Lara Flynn Boyle shows up and a lot of the weight of the first eight minutes is put on her. She can handle weight for about… no, I’m wrong. She can’t handle any weight.

I rented Speaking of Sex from Nicheflix and it’s probably the first film from there I’ve turned off. It’s never gotten a US or UK release and the DVD is from Germany. The Germans appear to have no taste in cinema, which is painfully obvious. I’m not sure Germany has produced a decent film since Das Boot. That’s twenty-two years.

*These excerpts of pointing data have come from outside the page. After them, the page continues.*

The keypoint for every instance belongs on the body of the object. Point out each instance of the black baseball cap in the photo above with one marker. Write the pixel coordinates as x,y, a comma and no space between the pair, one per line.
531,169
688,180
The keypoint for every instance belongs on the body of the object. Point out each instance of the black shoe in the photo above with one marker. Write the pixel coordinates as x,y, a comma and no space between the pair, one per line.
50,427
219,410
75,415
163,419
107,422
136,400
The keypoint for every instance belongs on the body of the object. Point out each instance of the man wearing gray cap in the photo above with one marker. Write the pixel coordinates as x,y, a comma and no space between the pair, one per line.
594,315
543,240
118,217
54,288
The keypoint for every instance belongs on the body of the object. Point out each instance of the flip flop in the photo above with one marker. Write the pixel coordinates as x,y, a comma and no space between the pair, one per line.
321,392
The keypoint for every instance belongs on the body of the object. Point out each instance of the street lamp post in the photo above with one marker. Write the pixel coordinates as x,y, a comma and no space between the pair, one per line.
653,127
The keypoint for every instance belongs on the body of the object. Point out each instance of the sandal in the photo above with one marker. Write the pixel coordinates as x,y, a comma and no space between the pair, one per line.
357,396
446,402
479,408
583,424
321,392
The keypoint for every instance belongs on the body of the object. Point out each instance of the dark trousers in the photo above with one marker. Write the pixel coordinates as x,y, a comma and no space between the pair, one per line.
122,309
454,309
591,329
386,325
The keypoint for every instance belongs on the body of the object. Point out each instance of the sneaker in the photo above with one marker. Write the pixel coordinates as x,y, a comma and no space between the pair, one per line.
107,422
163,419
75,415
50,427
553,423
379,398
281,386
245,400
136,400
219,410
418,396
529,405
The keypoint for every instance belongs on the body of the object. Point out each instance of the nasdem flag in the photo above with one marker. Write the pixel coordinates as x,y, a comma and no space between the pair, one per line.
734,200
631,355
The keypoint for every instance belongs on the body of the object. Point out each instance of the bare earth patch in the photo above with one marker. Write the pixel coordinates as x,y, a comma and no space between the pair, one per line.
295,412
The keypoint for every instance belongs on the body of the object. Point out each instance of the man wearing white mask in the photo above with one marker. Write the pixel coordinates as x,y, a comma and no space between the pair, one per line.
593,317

And it was a TV mini-series.

So, all that excitement I had for the first three minutes, all that promise Speaking of Sex got from its cast, it’s all disappeared and I’m reminded of those fond days when I wanted to hide my head under a rock for ever saying nice things about McNaughton.

Sometimes, you find a jewel in a film that’s unappreciated in its country of origin. Sometimes you find a beautifully cast turd. And Speaking of Sex is a big turd.

0/4ⓏⒺⓇⓄ

CREDITS

Directed by John McNaughton; written by Gary Tieche; director of photography, Ralf D. Bode; edited by Elena Maganini; music by George S. Clinton; production designer, Joseph T. Garrity; produced by Alain Sarde and Rob Scheidlinger; released by Studio Canal.

Starring James Spader (Dr. Roger Klink), Melora Walters (Melinda), Jay Mohr (Dan), Nathaniel Arcand (Calvin), Megan Mullally (Jennifer Klink), Lara Flynn Boyle (Dr. Emily Paige), Catherine O’Hara (Connie Barker) and Bill Murray (Ezri Stovall).